Hi there, I’m currently doing an install in MilanoChris’ DC5. The install will be built using a mixture of fibre glass and MDF and all the equipment will be completely hidden safely under a false floor.
Anyway, I thought I’d post up the build process to give you an idea of the effort and skill that goes into building a quality ICE install.
Here goes…
When I first took a look at Chris’ install, I instantly knew that it would sound poor without hearing it. The box that was being used was completely inadequate. It was cheap, prefabricated and most importantly the ports/vents used in the box had not been measured correctly and because of this it was causing the sub to peak at very high frequencies, not actually allowing any real sub bass to play.
http://i64.photobucket.com/albums/h161/big_hav/christeg002.jpg
If you are going to use ports/vents in a sub-box, you need box design software that will provide accurate port dimension measurements that will enable you to tune the sub to play at a suitable frequency with more output.1
I also believe that the amplifiers were a major let down of the system. No offence to Chris or anyone else that uses this equipment, but Sony and SPLX is about as bad as it gets in terms of car audio. Although the SPLX has a claimed power wattage of something daft (500w,600w etc), these are max power output figures and in reality it probably produces no more than 100-120 watts RMS, which is simply not enough for the subwoofer.
What I will say though is that Chris has some very tasty focal speakers in his doors and rear Q’s which would have cost a small fortune when they were bought new. The Kicker sub is also a decent speaker and should be a good match (power wise) for the new amplifier that will be installed. It might not be the best sub in the world in terms of sound quality, but from my experience, give a Kicker sub a decent amount of power and it will boom.
Although they’re not dangerous, the wires in the back are a little messy and tangled so will be trimmed down and secured when the new enclosure goes in.
http://i64.photobucket.com/albums/h161/big_hav/christeg005.jpg
Before I started, I zip tied all the matching cables together and moved them out of the way so I could get to work.
Then it was time to drop the new amp and sub in so I could see how much space I have to play with. Unfortunately, the answer to that question was “not much”, it will be a tight fit but it will fit…just.

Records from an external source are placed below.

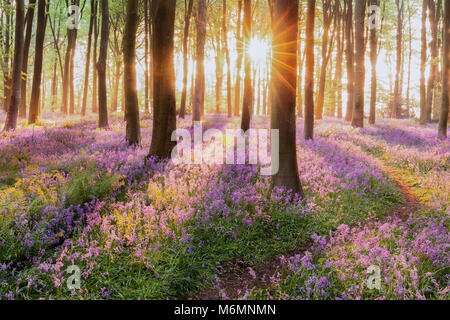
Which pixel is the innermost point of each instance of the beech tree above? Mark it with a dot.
(39, 54)
(309, 77)
(129, 75)
(164, 117)
(14, 101)
(284, 75)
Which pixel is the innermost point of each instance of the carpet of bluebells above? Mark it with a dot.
(71, 194)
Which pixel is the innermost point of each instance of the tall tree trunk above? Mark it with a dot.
(327, 18)
(88, 59)
(227, 57)
(101, 67)
(284, 73)
(396, 112)
(164, 117)
(6, 53)
(358, 111)
(94, 59)
(373, 60)
(309, 76)
(146, 58)
(239, 47)
(115, 95)
(187, 19)
(133, 131)
(248, 90)
(350, 49)
(37, 74)
(26, 49)
(443, 118)
(434, 19)
(423, 60)
(199, 93)
(13, 109)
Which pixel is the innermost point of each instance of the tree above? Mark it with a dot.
(373, 39)
(39, 53)
(88, 58)
(68, 66)
(26, 49)
(199, 93)
(349, 53)
(187, 21)
(443, 118)
(434, 17)
(164, 117)
(129, 76)
(396, 105)
(327, 10)
(101, 67)
(248, 90)
(284, 75)
(423, 59)
(227, 56)
(309, 76)
(239, 48)
(358, 111)
(13, 109)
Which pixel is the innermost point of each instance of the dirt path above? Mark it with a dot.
(239, 276)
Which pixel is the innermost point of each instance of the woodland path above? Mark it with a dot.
(239, 276)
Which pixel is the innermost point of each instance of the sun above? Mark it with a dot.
(258, 50)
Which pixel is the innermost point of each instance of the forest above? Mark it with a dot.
(224, 149)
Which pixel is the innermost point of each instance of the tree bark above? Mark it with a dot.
(309, 76)
(101, 67)
(164, 118)
(13, 109)
(88, 59)
(133, 131)
(199, 93)
(187, 22)
(248, 90)
(350, 49)
(239, 48)
(284, 74)
(443, 118)
(373, 60)
(26, 49)
(37, 74)
(358, 111)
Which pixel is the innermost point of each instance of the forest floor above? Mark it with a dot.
(75, 195)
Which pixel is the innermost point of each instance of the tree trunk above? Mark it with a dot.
(13, 109)
(101, 67)
(88, 59)
(396, 105)
(443, 118)
(327, 18)
(227, 57)
(434, 19)
(284, 74)
(373, 60)
(309, 75)
(37, 75)
(199, 93)
(350, 49)
(26, 49)
(164, 118)
(133, 131)
(94, 59)
(358, 111)
(248, 90)
(187, 19)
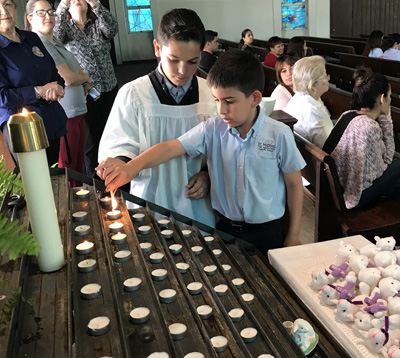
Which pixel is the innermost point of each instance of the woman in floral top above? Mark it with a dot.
(86, 27)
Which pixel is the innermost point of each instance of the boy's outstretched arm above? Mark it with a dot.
(294, 190)
(116, 173)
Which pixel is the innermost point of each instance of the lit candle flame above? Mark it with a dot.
(113, 200)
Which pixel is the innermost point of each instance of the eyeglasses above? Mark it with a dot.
(42, 13)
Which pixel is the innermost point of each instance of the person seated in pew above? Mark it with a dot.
(362, 143)
(284, 91)
(298, 45)
(374, 44)
(310, 82)
(162, 106)
(253, 162)
(276, 48)
(211, 45)
(393, 52)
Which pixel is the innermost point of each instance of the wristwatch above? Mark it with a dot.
(38, 95)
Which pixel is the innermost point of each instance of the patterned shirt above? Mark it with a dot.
(91, 47)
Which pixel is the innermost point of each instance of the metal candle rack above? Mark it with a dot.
(126, 339)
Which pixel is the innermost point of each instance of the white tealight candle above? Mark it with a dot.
(79, 216)
(145, 246)
(248, 298)
(217, 252)
(82, 194)
(119, 238)
(144, 230)
(90, 291)
(220, 343)
(204, 311)
(175, 249)
(99, 325)
(122, 256)
(163, 222)
(116, 227)
(227, 268)
(238, 282)
(178, 331)
(159, 274)
(194, 355)
(156, 257)
(158, 355)
(210, 270)
(114, 215)
(167, 234)
(249, 334)
(209, 240)
(167, 296)
(132, 284)
(182, 267)
(186, 233)
(84, 248)
(82, 230)
(236, 314)
(194, 288)
(197, 250)
(221, 290)
(87, 265)
(138, 217)
(140, 315)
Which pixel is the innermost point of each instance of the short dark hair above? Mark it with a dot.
(368, 86)
(181, 25)
(210, 35)
(239, 69)
(273, 41)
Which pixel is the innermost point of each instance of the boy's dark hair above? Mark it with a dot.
(239, 69)
(210, 35)
(368, 86)
(181, 25)
(273, 41)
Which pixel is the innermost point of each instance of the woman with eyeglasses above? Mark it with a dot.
(40, 18)
(284, 91)
(86, 28)
(310, 82)
(29, 79)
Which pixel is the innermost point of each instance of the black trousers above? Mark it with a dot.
(96, 120)
(265, 236)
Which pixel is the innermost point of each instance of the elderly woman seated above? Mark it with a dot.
(310, 82)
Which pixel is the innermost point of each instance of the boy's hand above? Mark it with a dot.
(115, 173)
(291, 241)
(199, 186)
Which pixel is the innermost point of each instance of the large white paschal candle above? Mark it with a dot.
(29, 140)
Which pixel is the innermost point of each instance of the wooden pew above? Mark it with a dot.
(332, 219)
(380, 65)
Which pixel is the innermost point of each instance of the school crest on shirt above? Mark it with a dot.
(37, 52)
(266, 146)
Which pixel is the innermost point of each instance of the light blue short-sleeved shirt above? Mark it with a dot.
(246, 175)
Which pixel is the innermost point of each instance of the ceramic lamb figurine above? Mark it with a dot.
(344, 253)
(385, 243)
(369, 278)
(346, 311)
(392, 271)
(357, 263)
(384, 259)
(389, 287)
(303, 334)
(329, 295)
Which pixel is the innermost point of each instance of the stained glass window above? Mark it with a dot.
(293, 16)
(139, 15)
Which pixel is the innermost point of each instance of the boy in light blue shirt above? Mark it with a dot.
(253, 162)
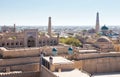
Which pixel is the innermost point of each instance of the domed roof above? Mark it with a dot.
(104, 28)
(54, 49)
(70, 49)
(103, 39)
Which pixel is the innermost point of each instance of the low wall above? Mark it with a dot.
(18, 61)
(101, 65)
(46, 73)
(25, 74)
(28, 52)
(23, 68)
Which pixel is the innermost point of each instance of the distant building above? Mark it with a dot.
(27, 38)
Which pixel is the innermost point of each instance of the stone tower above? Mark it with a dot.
(49, 26)
(14, 28)
(97, 23)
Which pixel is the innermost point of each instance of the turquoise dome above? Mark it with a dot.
(104, 28)
(70, 49)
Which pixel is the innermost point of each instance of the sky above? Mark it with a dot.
(63, 12)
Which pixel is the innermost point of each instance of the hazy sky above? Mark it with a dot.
(63, 12)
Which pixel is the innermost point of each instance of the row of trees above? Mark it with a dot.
(70, 41)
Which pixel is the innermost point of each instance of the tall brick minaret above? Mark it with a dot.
(97, 23)
(49, 26)
(14, 28)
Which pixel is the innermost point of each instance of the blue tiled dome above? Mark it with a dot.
(104, 28)
(70, 49)
(54, 49)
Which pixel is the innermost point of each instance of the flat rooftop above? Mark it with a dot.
(107, 75)
(88, 51)
(72, 73)
(59, 60)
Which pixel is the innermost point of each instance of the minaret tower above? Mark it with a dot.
(14, 28)
(49, 26)
(97, 23)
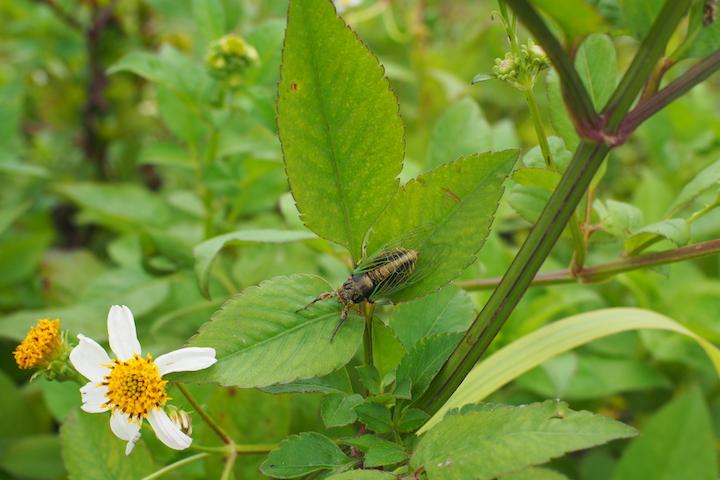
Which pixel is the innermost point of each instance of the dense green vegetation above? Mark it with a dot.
(549, 172)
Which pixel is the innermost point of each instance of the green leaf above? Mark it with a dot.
(676, 442)
(36, 457)
(423, 361)
(486, 443)
(461, 130)
(337, 410)
(575, 18)
(708, 178)
(206, 251)
(590, 376)
(378, 452)
(375, 416)
(640, 14)
(619, 218)
(339, 126)
(449, 310)
(120, 207)
(535, 473)
(91, 450)
(412, 419)
(363, 475)
(596, 64)
(551, 340)
(561, 122)
(302, 454)
(677, 230)
(335, 382)
(261, 326)
(449, 210)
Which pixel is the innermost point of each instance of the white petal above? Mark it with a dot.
(166, 431)
(121, 332)
(93, 396)
(125, 429)
(186, 360)
(88, 358)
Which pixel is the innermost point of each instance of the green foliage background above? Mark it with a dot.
(164, 189)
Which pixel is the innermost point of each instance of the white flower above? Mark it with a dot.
(342, 5)
(132, 386)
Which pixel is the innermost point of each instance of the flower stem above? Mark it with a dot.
(176, 465)
(203, 414)
(603, 271)
(367, 337)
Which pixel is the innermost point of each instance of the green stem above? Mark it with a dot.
(176, 465)
(575, 94)
(532, 254)
(645, 60)
(367, 337)
(574, 226)
(203, 414)
(605, 270)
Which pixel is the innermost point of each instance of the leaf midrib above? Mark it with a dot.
(320, 100)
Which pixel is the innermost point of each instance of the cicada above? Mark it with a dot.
(374, 279)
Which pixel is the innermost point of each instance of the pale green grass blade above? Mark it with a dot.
(531, 350)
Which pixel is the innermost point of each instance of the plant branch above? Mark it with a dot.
(602, 271)
(575, 94)
(532, 254)
(176, 465)
(644, 62)
(203, 414)
(675, 89)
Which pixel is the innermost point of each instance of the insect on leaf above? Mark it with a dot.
(339, 126)
(449, 211)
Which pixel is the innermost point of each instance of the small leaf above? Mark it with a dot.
(461, 130)
(450, 209)
(375, 416)
(337, 410)
(486, 443)
(339, 126)
(412, 419)
(424, 360)
(300, 455)
(206, 251)
(378, 452)
(677, 230)
(708, 178)
(91, 450)
(449, 310)
(596, 64)
(261, 326)
(676, 442)
(559, 117)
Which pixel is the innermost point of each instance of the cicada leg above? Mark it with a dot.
(343, 317)
(320, 298)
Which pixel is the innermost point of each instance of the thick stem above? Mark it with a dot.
(645, 60)
(203, 414)
(674, 90)
(605, 270)
(576, 96)
(176, 465)
(532, 254)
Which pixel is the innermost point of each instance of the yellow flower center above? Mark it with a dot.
(135, 386)
(40, 344)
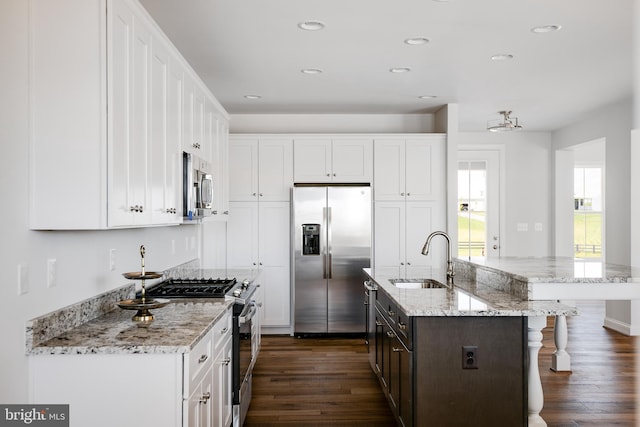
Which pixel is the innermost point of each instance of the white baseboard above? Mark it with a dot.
(622, 327)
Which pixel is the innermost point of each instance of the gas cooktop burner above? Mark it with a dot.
(192, 288)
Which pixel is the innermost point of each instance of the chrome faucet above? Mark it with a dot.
(425, 251)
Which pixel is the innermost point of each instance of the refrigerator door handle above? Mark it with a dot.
(329, 259)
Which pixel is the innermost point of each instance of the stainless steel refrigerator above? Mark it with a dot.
(332, 244)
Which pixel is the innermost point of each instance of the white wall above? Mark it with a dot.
(612, 123)
(527, 188)
(82, 257)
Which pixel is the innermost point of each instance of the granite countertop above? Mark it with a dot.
(176, 328)
(465, 298)
(98, 325)
(556, 269)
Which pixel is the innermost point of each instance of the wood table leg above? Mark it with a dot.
(560, 360)
(536, 396)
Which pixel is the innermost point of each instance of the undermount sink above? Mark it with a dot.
(417, 283)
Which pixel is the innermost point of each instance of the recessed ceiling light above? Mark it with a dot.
(417, 40)
(545, 29)
(502, 57)
(311, 25)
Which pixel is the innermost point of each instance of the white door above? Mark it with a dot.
(478, 203)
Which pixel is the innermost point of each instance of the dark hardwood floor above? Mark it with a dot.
(328, 381)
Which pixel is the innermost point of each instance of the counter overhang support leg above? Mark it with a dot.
(536, 396)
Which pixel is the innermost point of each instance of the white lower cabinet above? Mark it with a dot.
(156, 389)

Next step was trying to conceptualise/measure how tall the sub box could be, keeping in mind that the false floor and double mdf subwoofer baffle would have to be included in this height measurement as well.
This is a better view of what I have done, the ruler is basically where the false floor will go. As you can see, the false floor will not really sit any higher than the standard boot mat. Which is exactly what I want.
A bit of extreme measuring to work out the sub box mdf panels size.
Then it was time to cut up some pieces of cardboard so that I could make an outline of the sub box. Because the wheel well isn’t flat, I had to cut the cardboard to fit the contours of the floor while making sure that the height was equal all the way round the box so the sub baffle could sit on top.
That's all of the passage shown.